29 Hun gebrul zal zijn als van een ouden leeuw, en zij zullen brullen als de jonge leeuwen, en zij zullen briesen, en den roof aangrijpen en wegvoeren; en er zal geen verlosser zijn.
30 En zij zullen tegen hetzelve te dien dage bruisen, als het bruisen der zee. Dan zal men de aarde aanzien, maar ziet, er zal duisternis en benauwdheid zijn, en het licht zal verduisterd worden in hun verwoestingen.
1 我要为我所爱的唱歌, 这歌是关于他的葡萄园: 我所爱的人有一个葡萄园, 在肥美的山冈上。
2 他把园子周围的泥土挖松了, 捡去石头, 栽种了上好的葡萄树; 在园中建造了一座守望楼, 又凿了一个榨酒池。他期望结出好葡萄, 却结出野葡萄。
3 耶路撒冷的居民和犹大人哪! 现在请你们在我与我的葡萄园之间断定是非吧!
4 我为我的葡萄园所作的以外, 还有什么要作的呢?我期望它结出好葡萄, 它为什么倒结出野葡萄呢?
5 现在我告诉你们, 我要怎样处理我的葡萄园: 我要把它的篱笆撤去, 使它被吞灭; 我要把它的围墙拆毁, 使它被践踏。
6 我要使它荒废, 不再修剪, 也不再耕耘, 荆棘和蒺藜却要长起来; 我也要吩咐云不再降雨在园子上。
7 因为万军之耶和华的葡萄园就是以色列家, 他喜悦的树就是犹大人; 他期望的是公平, 但看到的只是流血的事; 他期望的是公义, 听到的只是哀叫声。
8 那些使房屋连接房屋, 使田地连接田地, 以致不留余地的人, 有祸了! 你们只可以独居在境内。
9 我听闻万军之耶和华说: "必有许多房屋变成荒凉, 甚至那些又大又美的房屋也没有人居住。
10 十公顷葡萄园只出二十二公升酒; 二百二十公升谷种只结二十二公升粮食。"
11 那些清早起来, 追求浓酒, 留连到晚上, 以致因酒发烧的人, 有祸了!
12 在他们的筵席上, 有琴、瑟、手鼓、笛和酒, 但他们不理耶和华的作为, 也不留心他手所作的。
13 所以我的人民因无知被掳去; 他们的尊贵人十分饥饿; 他们的群众极其干渴。
14 故此, 阴间扩张它的咽喉, 张大它的口, 没有限量; 耶路撒冷城的荣耀、群众、喧嚷的人和在城中作乐的人, 都要下到阴间。
15 卑贱人俯首, 尊贵人降卑, 眼目高傲的也降卑。
16 唯独万军之耶和华, 因公平被高举; 至圣的 神, 因公义显为圣。
17 那时羊羔必来吃草, 像在自己的草场一样; 富裕者的荒场被寄居者随意吃用。
18 那些人虚假的绳索牵引罪孽, 又像用车绳拉罪恶的人, 有祸了!
19 他们说: "愿他赶快、迅速地成就他的作为, 给我们看看! 愿以色列的圣者所计划的临近! 愿它来到, 好让我们知道! "
20 那些称恶为善, 称善为恶, 以暗为光, 以光为暗, 以苦为甜, 以甜为苦的人, 有祸了!
21 那些自以为有智慧, 自视为聪明的人, 有祸了!
22 那些勇于喝酒, 又精于调和浓酒的人, 有祸了!
23 他们因受了贿赂, 就称恶人为义; 却把义人的权益夺去。
24 因此, 火舌怎样吞灭碎秸, 干草怎样落在火焰之中, 照样, 他们的根必像腐朽之物, 他们的花必像尘土飞扬; 因为他们弃绝万军之耶和华的训诲, 藐视以色列圣者的话。
25 所以耶和华的怒气向他的子民发作, 他伸出手来击打他们, 群山都震动, 他们的尸体在街上好像粪土, 虽然这样, 他的怒气还未转消, 他的手仍然伸出。

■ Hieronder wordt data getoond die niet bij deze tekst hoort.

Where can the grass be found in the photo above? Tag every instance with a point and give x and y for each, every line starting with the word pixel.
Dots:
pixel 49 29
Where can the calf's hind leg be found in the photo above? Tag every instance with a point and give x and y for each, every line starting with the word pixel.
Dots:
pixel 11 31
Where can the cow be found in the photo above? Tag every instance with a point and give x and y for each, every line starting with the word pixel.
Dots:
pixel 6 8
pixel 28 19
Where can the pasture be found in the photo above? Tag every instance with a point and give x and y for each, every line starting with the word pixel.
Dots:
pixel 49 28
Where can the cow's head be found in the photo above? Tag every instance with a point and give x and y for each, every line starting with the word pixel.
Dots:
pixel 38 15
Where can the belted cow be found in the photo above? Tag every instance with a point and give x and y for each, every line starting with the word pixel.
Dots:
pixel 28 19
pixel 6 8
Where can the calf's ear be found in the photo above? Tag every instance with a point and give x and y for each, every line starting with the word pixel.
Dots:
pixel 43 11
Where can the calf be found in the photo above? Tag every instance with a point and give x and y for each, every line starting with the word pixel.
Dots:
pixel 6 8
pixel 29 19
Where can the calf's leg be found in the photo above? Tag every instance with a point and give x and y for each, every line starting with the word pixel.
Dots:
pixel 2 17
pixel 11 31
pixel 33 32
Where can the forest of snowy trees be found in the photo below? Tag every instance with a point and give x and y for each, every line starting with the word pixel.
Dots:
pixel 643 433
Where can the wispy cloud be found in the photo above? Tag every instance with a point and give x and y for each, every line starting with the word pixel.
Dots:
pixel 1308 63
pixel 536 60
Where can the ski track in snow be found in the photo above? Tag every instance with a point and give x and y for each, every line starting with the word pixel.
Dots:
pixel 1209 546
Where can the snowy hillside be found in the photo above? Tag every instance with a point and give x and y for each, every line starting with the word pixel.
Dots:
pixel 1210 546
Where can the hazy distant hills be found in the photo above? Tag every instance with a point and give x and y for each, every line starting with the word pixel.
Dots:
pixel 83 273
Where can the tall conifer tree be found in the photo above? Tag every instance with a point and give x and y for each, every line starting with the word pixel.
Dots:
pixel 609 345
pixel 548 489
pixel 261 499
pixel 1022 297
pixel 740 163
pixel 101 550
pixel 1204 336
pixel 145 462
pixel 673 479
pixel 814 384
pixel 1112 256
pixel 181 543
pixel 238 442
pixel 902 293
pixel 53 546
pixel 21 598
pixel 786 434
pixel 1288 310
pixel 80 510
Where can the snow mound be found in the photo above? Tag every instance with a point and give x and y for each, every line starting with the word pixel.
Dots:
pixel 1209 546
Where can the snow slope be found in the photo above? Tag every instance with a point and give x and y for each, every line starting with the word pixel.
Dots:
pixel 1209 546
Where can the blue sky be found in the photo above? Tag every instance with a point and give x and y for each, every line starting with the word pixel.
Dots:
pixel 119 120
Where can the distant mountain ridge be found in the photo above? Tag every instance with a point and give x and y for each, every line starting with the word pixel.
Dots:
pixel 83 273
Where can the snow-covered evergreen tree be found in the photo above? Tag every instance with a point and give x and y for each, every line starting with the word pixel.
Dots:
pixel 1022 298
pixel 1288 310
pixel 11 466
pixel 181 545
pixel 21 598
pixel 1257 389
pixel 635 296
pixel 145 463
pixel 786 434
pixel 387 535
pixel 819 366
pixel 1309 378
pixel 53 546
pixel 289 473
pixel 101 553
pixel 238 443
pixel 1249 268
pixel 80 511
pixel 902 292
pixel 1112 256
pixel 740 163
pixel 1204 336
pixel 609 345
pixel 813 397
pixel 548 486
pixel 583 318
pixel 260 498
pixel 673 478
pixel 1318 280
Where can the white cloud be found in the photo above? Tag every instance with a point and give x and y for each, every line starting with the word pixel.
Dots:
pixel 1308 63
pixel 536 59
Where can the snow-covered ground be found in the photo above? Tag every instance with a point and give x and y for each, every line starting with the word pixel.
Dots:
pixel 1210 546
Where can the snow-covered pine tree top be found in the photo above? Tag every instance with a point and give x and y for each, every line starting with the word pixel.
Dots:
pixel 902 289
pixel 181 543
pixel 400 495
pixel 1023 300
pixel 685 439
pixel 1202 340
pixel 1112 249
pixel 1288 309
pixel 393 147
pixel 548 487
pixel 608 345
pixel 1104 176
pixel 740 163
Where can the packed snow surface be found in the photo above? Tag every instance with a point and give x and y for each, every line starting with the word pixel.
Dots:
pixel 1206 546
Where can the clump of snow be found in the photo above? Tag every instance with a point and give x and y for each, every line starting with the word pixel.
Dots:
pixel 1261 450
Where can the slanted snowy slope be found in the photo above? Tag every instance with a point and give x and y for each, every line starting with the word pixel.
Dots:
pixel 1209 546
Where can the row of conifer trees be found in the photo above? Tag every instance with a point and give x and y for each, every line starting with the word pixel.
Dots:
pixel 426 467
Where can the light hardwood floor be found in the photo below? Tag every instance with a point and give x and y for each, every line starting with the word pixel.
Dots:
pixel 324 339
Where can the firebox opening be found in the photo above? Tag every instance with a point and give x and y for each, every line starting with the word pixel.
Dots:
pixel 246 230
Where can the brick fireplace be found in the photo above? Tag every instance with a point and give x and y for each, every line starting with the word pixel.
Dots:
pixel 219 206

26 他必竖立旗帜, 招一国的人从远方而来, 发出哨声把他们从地极召来; 看! 他们必急速快奔而来。
27 他们当中没有疲倦的, 没有绊倒的, 没有打盹的, 也没有睡觉的; 他们的腰带没有放松, 鞋带也没有折断。
28 他们的箭锐利, 所有的弓都上了弦; 他们的马蹄看来像火石, 车辆似旋风。
29 他们的吼叫像母狮, 他们的咆哮如幼狮; 他们咆哮, 攫取猎物, 把它叼去, 无人援救。
30 到那日, 他们要向以色列人咆哮, 像海浪的澎湃声一样; 人若望着这地, 就只见黑暗与灾难; 光在云中也成了黑暗。